China’s Oil Majors Open Their Checkbooks to Fight Fuel Scarcity
China’s oil majors are boosting spending to take advantage of high prices and help meet political demands for energy security.
(Bloomberg) -- China’s oil majors are boosting spending to take advantage of high prices and help meet political demands for energy security.
The country’s three state-owned drillers are planning capital expenditure of at least 530 billion yuan ($84 billion), up 4.6% from 2021. PetroChina Co. and Sinopec are budgeting for more spending than any oil major outside Saudi Aramco, despite smaller market capitalizations than many Western giants.
The spending plans align with Beijing’s emphasis on energy security as it tries to keep economic growth steady amid persistent virus outbreaks and skyrocketing global commodity prices. The country has broadly pushed for more domestic production since tariff wars with the U.S. began in 2018, highlighting its vulnerability as the world’s biggest importer of oil, gas and coal.
Sinopec is planning an 18% spending increase to 198 billion yuan, a record for the company, while offshore driller Cnooc Ltd. is aiming for 90 billion to 100 billion yuan, a slight increase from 2021. PetroChina plans to spend 242 billion yuan next year -- it had budgeted 239 billion for 2021, but the final figure came in at 251 billion.

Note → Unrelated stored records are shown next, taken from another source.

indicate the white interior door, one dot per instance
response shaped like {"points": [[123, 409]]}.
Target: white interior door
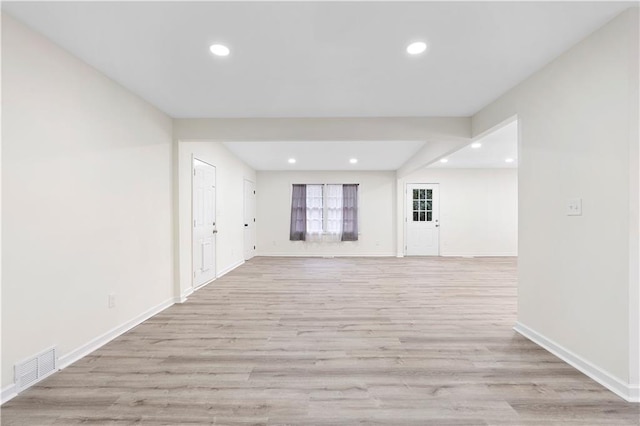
{"points": [[249, 219], [422, 220], [204, 222]]}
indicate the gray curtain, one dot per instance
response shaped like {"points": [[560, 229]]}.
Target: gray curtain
{"points": [[298, 231], [350, 212]]}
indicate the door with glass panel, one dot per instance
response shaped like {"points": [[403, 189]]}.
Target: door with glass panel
{"points": [[422, 235]]}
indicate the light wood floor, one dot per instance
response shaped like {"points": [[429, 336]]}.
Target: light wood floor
{"points": [[424, 341]]}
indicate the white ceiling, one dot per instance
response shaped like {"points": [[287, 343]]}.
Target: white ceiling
{"points": [[495, 148], [325, 155], [316, 59]]}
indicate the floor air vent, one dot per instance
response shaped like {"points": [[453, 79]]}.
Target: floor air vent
{"points": [[35, 369]]}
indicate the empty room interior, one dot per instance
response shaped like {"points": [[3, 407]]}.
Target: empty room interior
{"points": [[320, 213]]}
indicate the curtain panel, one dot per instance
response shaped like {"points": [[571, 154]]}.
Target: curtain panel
{"points": [[350, 212], [298, 230]]}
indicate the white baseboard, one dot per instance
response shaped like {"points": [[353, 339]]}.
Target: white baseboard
{"points": [[84, 350], [472, 255], [634, 393], [8, 393], [624, 390], [64, 361], [326, 255], [184, 295], [225, 271]]}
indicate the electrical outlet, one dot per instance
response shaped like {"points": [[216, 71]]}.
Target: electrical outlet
{"points": [[574, 207]]}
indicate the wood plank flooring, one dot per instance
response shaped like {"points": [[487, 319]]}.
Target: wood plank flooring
{"points": [[315, 341]]}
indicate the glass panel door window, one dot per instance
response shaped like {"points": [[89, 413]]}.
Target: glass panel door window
{"points": [[422, 205]]}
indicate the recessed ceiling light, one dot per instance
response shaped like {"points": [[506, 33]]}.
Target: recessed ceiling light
{"points": [[416, 48], [219, 49]]}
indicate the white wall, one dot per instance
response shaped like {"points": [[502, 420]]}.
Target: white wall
{"points": [[578, 275], [478, 210], [230, 176], [86, 196], [376, 214]]}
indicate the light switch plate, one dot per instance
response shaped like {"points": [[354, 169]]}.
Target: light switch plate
{"points": [[574, 207]]}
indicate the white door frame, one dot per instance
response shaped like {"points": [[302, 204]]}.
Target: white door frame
{"points": [[195, 286], [249, 252], [406, 213]]}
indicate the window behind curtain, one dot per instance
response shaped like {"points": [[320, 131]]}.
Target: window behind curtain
{"points": [[350, 212], [314, 210], [298, 230], [334, 211]]}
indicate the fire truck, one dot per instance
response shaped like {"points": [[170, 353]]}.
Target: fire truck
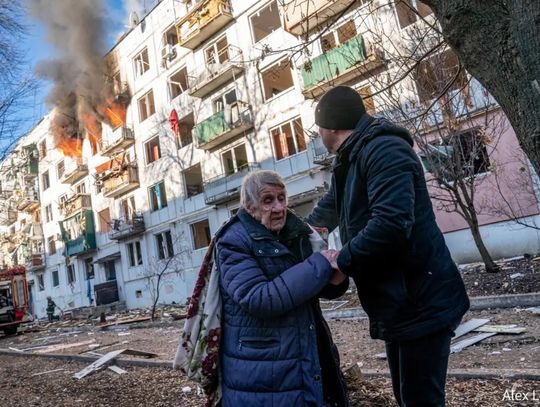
{"points": [[13, 298]]}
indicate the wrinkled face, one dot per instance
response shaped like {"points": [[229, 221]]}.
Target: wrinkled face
{"points": [[328, 138], [272, 208]]}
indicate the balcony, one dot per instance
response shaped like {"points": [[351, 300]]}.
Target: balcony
{"points": [[125, 229], [223, 126], [301, 17], [225, 188], [213, 76], [80, 171], [125, 140], [35, 261], [78, 233], [8, 216], [340, 65], [118, 183], [206, 19], [75, 204], [28, 202], [321, 155]]}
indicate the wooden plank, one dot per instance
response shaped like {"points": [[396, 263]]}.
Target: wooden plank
{"points": [[49, 371], [98, 364], [117, 369], [126, 321], [502, 329], [140, 353], [54, 348], [460, 345], [469, 326]]}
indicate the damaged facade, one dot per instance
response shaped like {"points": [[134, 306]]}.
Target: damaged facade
{"points": [[199, 97]]}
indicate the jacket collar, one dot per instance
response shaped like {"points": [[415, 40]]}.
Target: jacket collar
{"points": [[294, 226]]}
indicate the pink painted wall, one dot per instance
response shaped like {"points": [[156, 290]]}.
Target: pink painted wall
{"points": [[504, 193]]}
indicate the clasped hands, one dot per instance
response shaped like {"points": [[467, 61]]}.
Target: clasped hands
{"points": [[338, 277]]}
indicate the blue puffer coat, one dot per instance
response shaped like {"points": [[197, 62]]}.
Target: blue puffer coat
{"points": [[276, 348]]}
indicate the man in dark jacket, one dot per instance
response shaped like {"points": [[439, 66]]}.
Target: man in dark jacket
{"points": [[392, 248]]}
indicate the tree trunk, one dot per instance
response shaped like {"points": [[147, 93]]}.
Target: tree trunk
{"points": [[491, 266], [498, 42]]}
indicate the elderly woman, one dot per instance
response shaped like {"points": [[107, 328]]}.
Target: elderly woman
{"points": [[276, 348]]}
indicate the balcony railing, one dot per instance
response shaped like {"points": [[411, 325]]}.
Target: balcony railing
{"points": [[120, 182], [74, 204], [78, 233], [125, 229], [125, 140], [337, 66], [8, 216], [28, 202], [213, 76], [226, 187], [80, 171], [35, 261], [223, 126], [321, 155], [301, 17], [207, 18]]}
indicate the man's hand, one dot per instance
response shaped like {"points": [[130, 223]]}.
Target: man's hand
{"points": [[338, 277]]}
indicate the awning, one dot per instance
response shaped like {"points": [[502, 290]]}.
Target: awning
{"points": [[114, 256]]}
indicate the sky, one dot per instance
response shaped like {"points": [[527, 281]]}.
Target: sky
{"points": [[37, 49]]}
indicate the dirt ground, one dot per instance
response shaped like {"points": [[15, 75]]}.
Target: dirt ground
{"points": [[23, 384]]}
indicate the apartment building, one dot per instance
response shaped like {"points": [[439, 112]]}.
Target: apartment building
{"points": [[216, 89]]}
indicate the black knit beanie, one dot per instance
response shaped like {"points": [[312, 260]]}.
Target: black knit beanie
{"points": [[339, 109]]}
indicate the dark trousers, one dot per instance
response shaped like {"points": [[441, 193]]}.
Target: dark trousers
{"points": [[418, 369]]}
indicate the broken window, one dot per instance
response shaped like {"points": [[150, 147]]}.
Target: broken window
{"points": [[152, 150], [178, 83], [141, 63], [235, 159], [48, 213], [367, 97], [201, 234], [104, 220], [265, 21], [164, 245], [288, 139], [184, 136], [438, 75], [42, 147], [135, 254], [45, 181], [71, 277], [193, 180], [146, 106], [56, 278], [277, 79], [60, 169], [342, 34], [89, 268], [217, 53], [409, 11], [158, 196], [460, 156]]}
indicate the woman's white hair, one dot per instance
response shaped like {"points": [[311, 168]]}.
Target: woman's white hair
{"points": [[254, 182]]}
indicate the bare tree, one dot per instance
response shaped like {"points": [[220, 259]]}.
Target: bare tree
{"points": [[171, 261]]}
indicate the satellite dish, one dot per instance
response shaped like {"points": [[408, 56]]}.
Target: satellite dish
{"points": [[133, 19]]}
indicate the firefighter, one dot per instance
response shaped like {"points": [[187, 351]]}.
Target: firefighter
{"points": [[51, 305]]}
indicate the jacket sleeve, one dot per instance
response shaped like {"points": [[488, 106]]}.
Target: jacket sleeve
{"points": [[390, 166], [244, 280], [324, 214]]}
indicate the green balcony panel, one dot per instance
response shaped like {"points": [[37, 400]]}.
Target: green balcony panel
{"points": [[86, 240], [335, 62], [212, 127]]}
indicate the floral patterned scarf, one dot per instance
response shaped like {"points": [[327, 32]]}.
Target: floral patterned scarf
{"points": [[198, 353]]}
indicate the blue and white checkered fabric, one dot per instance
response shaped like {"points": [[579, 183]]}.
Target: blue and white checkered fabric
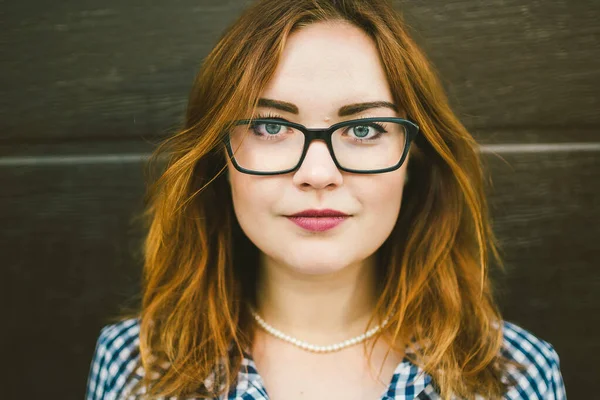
{"points": [[115, 370]]}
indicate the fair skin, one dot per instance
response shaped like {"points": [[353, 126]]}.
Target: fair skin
{"points": [[319, 287]]}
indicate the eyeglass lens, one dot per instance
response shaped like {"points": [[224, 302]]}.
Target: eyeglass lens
{"points": [[272, 147]]}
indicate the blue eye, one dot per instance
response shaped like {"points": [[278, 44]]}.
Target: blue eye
{"points": [[360, 131], [273, 129]]}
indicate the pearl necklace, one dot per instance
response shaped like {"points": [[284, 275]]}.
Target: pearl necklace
{"points": [[314, 348]]}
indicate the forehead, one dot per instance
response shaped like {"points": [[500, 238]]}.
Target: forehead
{"points": [[326, 65]]}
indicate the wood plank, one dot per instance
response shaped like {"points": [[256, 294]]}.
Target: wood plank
{"points": [[119, 69]]}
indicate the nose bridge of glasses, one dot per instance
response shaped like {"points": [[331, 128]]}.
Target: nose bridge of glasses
{"points": [[318, 135]]}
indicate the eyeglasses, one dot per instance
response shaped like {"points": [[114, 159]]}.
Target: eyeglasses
{"points": [[363, 146]]}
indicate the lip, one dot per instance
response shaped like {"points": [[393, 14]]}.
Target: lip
{"points": [[318, 220]]}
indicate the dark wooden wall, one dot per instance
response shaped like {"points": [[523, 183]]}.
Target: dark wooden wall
{"points": [[88, 86]]}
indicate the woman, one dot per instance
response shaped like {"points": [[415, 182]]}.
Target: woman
{"points": [[320, 230]]}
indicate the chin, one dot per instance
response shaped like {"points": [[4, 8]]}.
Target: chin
{"points": [[316, 263]]}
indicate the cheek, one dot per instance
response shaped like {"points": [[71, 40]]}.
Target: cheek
{"points": [[253, 198], [381, 198]]}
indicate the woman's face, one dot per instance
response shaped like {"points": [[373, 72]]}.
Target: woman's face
{"points": [[324, 67]]}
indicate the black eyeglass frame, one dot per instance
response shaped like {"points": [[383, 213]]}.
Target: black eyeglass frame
{"points": [[325, 135]]}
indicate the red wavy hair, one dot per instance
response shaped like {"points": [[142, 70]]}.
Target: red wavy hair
{"points": [[200, 269]]}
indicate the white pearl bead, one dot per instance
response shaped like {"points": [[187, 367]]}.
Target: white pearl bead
{"points": [[314, 348]]}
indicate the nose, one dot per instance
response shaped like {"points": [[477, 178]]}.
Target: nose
{"points": [[318, 170]]}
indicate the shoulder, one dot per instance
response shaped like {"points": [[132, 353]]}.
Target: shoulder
{"points": [[540, 376], [115, 359]]}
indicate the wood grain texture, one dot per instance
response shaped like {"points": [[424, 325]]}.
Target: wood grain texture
{"points": [[116, 69]]}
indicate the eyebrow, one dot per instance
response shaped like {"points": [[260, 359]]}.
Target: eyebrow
{"points": [[344, 111]]}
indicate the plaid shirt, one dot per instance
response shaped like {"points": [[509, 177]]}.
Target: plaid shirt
{"points": [[115, 370]]}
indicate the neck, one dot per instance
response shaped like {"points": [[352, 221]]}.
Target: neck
{"points": [[320, 309]]}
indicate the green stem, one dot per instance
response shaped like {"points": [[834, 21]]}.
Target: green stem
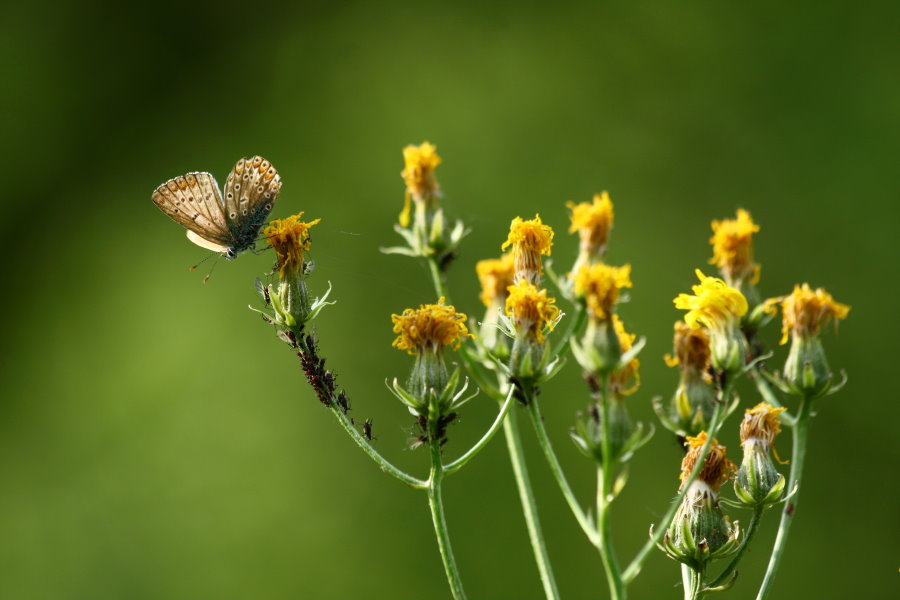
{"points": [[715, 424], [437, 278], [800, 431], [584, 521], [762, 386], [366, 447], [457, 464], [440, 523], [748, 536], [562, 346], [604, 499], [529, 506]]}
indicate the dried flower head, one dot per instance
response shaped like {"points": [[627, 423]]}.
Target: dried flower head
{"points": [[531, 309], [529, 240], [690, 348], [290, 239], [495, 276], [716, 468], [429, 328], [593, 221], [732, 243], [600, 285], [807, 311], [418, 174], [761, 423]]}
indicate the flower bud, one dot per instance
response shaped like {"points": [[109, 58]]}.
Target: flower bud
{"points": [[431, 390], [700, 531], [694, 399], [757, 482], [495, 276]]}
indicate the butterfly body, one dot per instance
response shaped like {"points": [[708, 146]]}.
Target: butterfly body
{"points": [[228, 224]]}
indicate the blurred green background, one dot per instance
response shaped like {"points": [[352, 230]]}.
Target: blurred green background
{"points": [[157, 441]]}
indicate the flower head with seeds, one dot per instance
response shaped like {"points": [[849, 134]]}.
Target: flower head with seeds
{"points": [[531, 310], [290, 239], [807, 311], [716, 469], [529, 240], [626, 380], [600, 284], [732, 243], [762, 423], [429, 328], [690, 348], [495, 276], [593, 221], [418, 174]]}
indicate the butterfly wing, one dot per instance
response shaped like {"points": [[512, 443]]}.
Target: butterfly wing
{"points": [[250, 193], [194, 200]]}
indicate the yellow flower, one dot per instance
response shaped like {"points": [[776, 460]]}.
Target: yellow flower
{"points": [[430, 327], [690, 347], [600, 285], [806, 311], [418, 174], [716, 468], [529, 240], [761, 423], [495, 276], [531, 309], [715, 304], [620, 379], [593, 221], [732, 243], [290, 238]]}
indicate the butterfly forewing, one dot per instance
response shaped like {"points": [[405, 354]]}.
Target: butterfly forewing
{"points": [[194, 201]]}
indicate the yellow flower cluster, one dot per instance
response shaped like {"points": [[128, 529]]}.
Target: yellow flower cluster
{"points": [[732, 243], [715, 304], [716, 469], [529, 240], [619, 380], [429, 328], [495, 276], [290, 238], [532, 309], [418, 174], [593, 221], [805, 311], [599, 284]]}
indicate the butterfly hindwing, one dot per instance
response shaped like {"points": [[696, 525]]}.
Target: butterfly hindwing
{"points": [[250, 193], [194, 200]]}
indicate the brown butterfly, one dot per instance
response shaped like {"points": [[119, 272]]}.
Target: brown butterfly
{"points": [[228, 226]]}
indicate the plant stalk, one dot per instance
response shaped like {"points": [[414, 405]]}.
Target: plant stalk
{"points": [[604, 499], [584, 521], [440, 524], [529, 506], [800, 432]]}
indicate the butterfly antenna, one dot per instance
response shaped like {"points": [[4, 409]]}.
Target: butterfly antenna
{"points": [[208, 275], [208, 256]]}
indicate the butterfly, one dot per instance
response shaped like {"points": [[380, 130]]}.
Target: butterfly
{"points": [[228, 226]]}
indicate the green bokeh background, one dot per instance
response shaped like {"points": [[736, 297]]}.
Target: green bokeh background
{"points": [[156, 441]]}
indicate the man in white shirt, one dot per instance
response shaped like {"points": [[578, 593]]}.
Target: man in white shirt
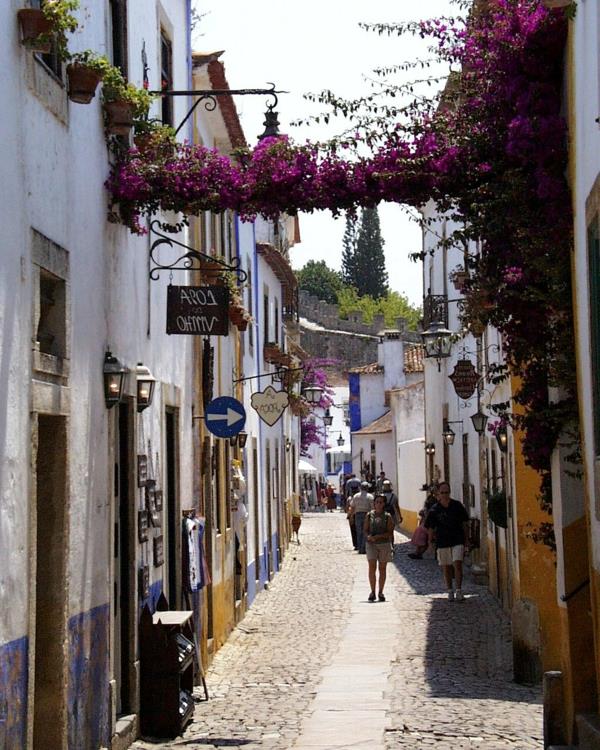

China called for companies to boost gas production and keep oil output at high levels in its five-year plan for energy development published last week. PetroChina Vice President Ren Lixin echoed the theme on an earnings call Thursday, saying the company would maintain stable oil output while increasing gas.
“Oil growth will slow and gas will be bread and butter for them now,” said Henik Fung, an analyst with Bloomberg Intelligence.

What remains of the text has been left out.